Это было похоже на рак, показавший ремиссию, на злокачественную опухоль, затаившуюся внутри его головы и готовую выбросить метастазы в любой момент. И, может быть, было бы даже проще, если бы Ломтев существовал физически. Тогда его можно было бы найти и вырезать.
Но как вырезать чужое сознание из своего? Обычный хирург с такой задачей не справится.
А мистический хирург, на которого Ник возлагал определенные надежды, временно отсутствовал в городе.
Ник сходил в музей истории кланов, но его род оказался недостаточно древним, чтобы оставить в нем свой след. А может быть, о его существовании не принято было вспоминать, хотя прямого запрета Ник не обнаружил.
Но много ли экспонатов в принципе может остаться после колебателя тверди, который давит всех своих врагов, превращая их в кашу?
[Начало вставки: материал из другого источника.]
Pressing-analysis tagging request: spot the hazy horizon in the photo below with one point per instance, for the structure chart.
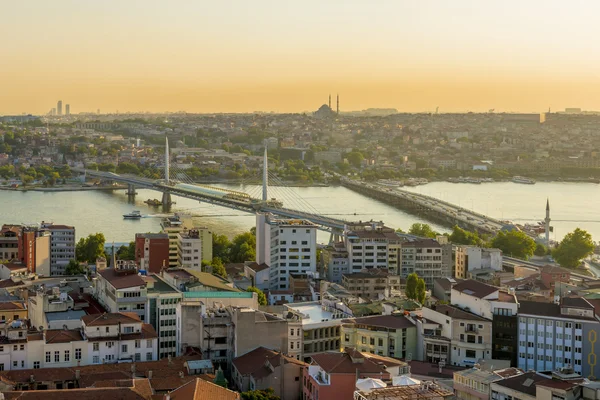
(269, 55)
Ник сходил в политехнический музей, тут уже просто из интереса, и завис в нем на целый день.
Он вообще частенько задумывался о том, что могла бы сотворить человеческая мысль и каких высот она могла бы достичь, если бы ее не сковывали ограничения Силы.
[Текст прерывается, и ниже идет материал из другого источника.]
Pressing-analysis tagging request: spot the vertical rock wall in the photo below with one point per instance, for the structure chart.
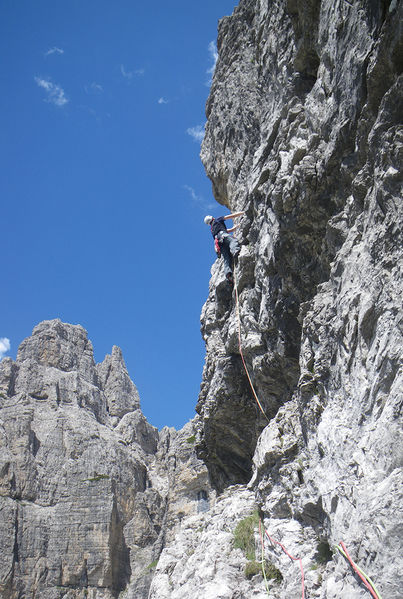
(304, 134)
И тех, кто этими силами владел.
Ведь, по сути, значительная часть изобретений была направлена на то, чтобы повторить достижения аристократов, лордов и мастеров, но без использования магии, которой те владели. Чтобы Сила была доступна любому человеку, чтобы грамотный оператор мог встать вровень если не с наследником, то хотя бы с рядовым клановым бойцом.
Поскольку сами кланы были в этом, мягко говоря, не заинтересованы, они тормозили прогресс, как могли. То же огнестрельное оружие изобретали несколько раз на протяжении почти двух веков, и только когда аристократы поняли, что этого джинна в бутылке не удержать, они первыми бросились переоснащать свои армии.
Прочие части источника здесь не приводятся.